Use the synchronized keyword to declare methods that are mutually exclusive to threads.

Use volatile variables or synchronized methods to force communication between threads. Failing to do so, the VM might do undesired optimizations, such as hoisting, moving expressions around making a thread unaware of shared variable updates.

Don't invoke user defined methods from synchronized blocks. You don't know what the user will do and they might end up causing exceptions, data corruption, or deadlocks.

Always try to do as little as possible inside synchronized blocks. Copying data inside a synchronized block just to be sure that it's not going to be modified outside of it is a valid option to achieve thread safety.

Don't make your objects thread safe unless they are meant to always be used in a threaded context. Make them thread safe only if you can achieve significant performance improvements by synchronizing internals rather than having the user synchronizing the entire object.

Always synchronize modifications of static fields. Your users can't guarantee that everyone accessing a static field is synchronizing over it. You must provide that guarantee for them.

Prefer using executors and tasks instead of managing the threads yourself.
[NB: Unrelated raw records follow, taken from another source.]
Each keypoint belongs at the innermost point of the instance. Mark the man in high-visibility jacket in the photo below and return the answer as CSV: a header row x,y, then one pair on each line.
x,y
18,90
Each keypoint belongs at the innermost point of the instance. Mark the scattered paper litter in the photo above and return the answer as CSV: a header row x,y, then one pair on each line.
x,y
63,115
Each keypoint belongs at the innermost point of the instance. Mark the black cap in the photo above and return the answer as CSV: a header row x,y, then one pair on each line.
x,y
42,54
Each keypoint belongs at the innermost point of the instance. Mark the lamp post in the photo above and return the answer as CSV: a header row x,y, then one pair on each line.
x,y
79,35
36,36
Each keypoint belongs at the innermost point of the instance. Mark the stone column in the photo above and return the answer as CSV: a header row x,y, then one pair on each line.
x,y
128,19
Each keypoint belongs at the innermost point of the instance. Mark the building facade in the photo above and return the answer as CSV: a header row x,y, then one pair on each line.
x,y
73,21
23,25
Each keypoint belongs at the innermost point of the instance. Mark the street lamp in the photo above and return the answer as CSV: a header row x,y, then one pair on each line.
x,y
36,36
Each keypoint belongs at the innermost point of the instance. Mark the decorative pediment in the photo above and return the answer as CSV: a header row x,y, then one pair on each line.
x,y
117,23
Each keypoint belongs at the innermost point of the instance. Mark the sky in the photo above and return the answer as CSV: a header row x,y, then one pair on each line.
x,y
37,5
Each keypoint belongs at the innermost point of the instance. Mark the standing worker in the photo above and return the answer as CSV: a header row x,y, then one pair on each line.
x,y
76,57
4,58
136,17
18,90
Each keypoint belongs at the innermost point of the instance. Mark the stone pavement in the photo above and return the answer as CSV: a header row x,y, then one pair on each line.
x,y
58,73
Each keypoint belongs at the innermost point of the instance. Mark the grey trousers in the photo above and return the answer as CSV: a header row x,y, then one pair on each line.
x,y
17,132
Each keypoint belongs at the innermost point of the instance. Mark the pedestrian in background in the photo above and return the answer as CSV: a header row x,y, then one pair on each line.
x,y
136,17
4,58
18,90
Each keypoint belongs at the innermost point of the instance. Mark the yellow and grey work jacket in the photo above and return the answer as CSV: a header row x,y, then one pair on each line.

Prefer using concurrent utils, such as ConcurrentHashMap and BlockingQueue, instead of using lower level thread synchronization primitives, such as wait and notify.

Always document if your class is or isn't thread safe. Try to determine if your classes are immutable, unconditionally thread-safe, conditionally thread-safe, not thread-safe or thread-hostile.

Serialization

Beware of the hidden costs of making an object serializable. The biggest cost is that it becomes part of the public API making it very difficult to modify them because serialized instances of the object may be already in the wild.

Beware of the default serialized form of objects; it serializes private and package-private fields making them part of the public API.

Specify the stream unique identifier and make sure your changes remain compatible with the serialized form.

Always implement the readObject method yourself to validate the object being created. Defensively copy private field references, check invariants, and never invoke overridable methods.

Write tests to make sure that your changes are backwards compatible, including deserializing objects serialized with the old version of the object.

Value classes and collections should implement serialization. Classes designed for inheritance and classes representing active entities shouldn't implement serialization.

Use serializable enum types if you need to control the instances.

Consider using serialization proxies to serialize instances.